Gegen die Entscheidung des Ausschusses der Rechtsanwaltskammer Wien über den Antrag auf Wiederaufnahme des Verfahrens richtet sich nun das Rechtsmittel der Berufungswerberin.

3. Anders als nach der im Jahr 1985 geltenden Rechtslage ist nach § 34 Abs 3 RAO nun gegen Entscheidungen nach § 34 Abs 1 RAO (Erlöschen der Berechtigung zur Ausübung der Rechtsanwaltschaft) und § 34 Abs 2 RAO (Ruhen der Berechtigung zur Ausübung der Rechtsanwaltschaft) – soweit sie nicht aufgrund eines Disziplinarerkenntnisses oder im Rahmen eines Disziplinarverfahrens ergehen – die Berufung an den Obersten Gerichtshof zulässig. Eine ausdrückliche, die Zuständigkeit des Obersten Gerichtshofs begründende Regelung für Wiederaufnahmeverfahren fehlt allerdings in der RAO.

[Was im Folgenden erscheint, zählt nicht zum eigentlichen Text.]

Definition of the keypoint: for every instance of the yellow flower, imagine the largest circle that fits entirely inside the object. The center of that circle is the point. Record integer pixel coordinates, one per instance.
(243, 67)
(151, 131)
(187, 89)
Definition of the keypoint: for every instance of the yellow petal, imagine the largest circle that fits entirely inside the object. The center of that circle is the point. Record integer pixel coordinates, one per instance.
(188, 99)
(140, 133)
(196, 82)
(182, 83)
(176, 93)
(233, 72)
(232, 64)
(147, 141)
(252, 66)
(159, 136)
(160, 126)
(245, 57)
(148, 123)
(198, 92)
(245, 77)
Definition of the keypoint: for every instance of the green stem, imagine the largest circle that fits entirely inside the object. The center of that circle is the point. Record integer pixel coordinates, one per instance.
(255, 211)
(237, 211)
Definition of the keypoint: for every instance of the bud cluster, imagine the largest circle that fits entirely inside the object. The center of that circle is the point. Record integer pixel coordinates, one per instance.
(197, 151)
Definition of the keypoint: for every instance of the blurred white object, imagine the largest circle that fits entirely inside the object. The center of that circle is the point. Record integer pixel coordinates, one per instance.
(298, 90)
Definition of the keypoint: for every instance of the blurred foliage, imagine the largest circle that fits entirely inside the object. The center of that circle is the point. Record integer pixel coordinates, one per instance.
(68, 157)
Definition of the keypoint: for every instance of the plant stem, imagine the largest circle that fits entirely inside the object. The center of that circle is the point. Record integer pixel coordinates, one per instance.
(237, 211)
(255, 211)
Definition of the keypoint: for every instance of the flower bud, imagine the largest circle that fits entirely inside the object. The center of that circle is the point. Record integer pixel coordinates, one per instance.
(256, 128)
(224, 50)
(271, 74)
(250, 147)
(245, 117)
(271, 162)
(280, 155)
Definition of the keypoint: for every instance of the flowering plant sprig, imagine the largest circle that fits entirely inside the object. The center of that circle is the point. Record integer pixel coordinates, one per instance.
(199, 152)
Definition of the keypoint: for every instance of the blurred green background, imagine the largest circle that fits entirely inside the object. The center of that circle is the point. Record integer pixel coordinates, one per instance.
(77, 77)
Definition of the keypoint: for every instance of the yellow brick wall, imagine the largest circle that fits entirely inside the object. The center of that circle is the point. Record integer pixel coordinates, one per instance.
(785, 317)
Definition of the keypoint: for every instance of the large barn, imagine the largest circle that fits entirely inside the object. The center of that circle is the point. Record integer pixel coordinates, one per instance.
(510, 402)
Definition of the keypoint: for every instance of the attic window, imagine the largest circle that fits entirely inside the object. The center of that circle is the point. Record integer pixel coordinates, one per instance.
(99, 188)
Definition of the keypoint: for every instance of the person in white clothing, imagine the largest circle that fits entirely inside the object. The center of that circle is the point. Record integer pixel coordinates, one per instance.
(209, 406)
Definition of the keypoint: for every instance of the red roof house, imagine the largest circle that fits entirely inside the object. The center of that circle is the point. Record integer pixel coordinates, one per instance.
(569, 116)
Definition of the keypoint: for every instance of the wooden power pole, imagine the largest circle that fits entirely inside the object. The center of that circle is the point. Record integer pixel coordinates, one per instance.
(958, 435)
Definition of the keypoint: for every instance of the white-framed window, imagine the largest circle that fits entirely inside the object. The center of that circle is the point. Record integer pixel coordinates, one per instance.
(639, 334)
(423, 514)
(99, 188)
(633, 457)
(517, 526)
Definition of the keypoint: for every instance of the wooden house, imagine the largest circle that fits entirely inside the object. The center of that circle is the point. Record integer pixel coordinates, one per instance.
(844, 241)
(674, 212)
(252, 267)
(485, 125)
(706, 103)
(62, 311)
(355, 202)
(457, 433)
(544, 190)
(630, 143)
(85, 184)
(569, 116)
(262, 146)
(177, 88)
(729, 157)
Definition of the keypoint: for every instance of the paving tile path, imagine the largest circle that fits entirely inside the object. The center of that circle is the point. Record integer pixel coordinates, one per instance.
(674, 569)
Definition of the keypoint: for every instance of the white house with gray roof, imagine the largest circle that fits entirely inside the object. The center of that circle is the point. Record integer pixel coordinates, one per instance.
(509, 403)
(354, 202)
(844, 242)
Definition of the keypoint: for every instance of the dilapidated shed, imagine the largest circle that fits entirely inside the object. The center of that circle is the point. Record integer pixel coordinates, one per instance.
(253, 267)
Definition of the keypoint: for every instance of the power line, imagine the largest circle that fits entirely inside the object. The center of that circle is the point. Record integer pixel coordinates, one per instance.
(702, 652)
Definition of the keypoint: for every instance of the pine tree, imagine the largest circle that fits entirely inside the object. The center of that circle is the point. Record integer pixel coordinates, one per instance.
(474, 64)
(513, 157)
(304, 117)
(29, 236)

3.1. Eine in einem Verwaltungsverfahren ergangene negative Entscheidung über einen Wiederaufnahmeantrag kann grundsätzlich nach Art 130 Abs 1 Z 1 B-VG mit Beschwerde beim zuständigen Verwaltungsgericht angefochten werden. § 23 Abs 6 RAO sieht vor, dass die aufgrund dieses Gesetzes ergehenden Bescheide – sofern gesetzlich nichts anderes bestimmt ist – mittels Beschwerde an das Verwaltungsgericht des Landes anfechtbar sind. Eine streng wörtliche Auslegung dieser Vorschriften könnte zu dem Ergebnis führen, dass der Oberste Gerichtshof zwar für Berufungen gegen Entscheidungen des Ausschusses zuständig ist, mit welchem dieser das Erlöschen der Berechtigung zur Berufsausübung wegen rechtskräftiger Nichteröffnung eines Insolvenzverfahrens feststellt, für Beschwerden gegen die Abweisung von Wiederaufnahmeanträgen betreffend solche Entscheidungen aber das Landesverwaltungsgericht.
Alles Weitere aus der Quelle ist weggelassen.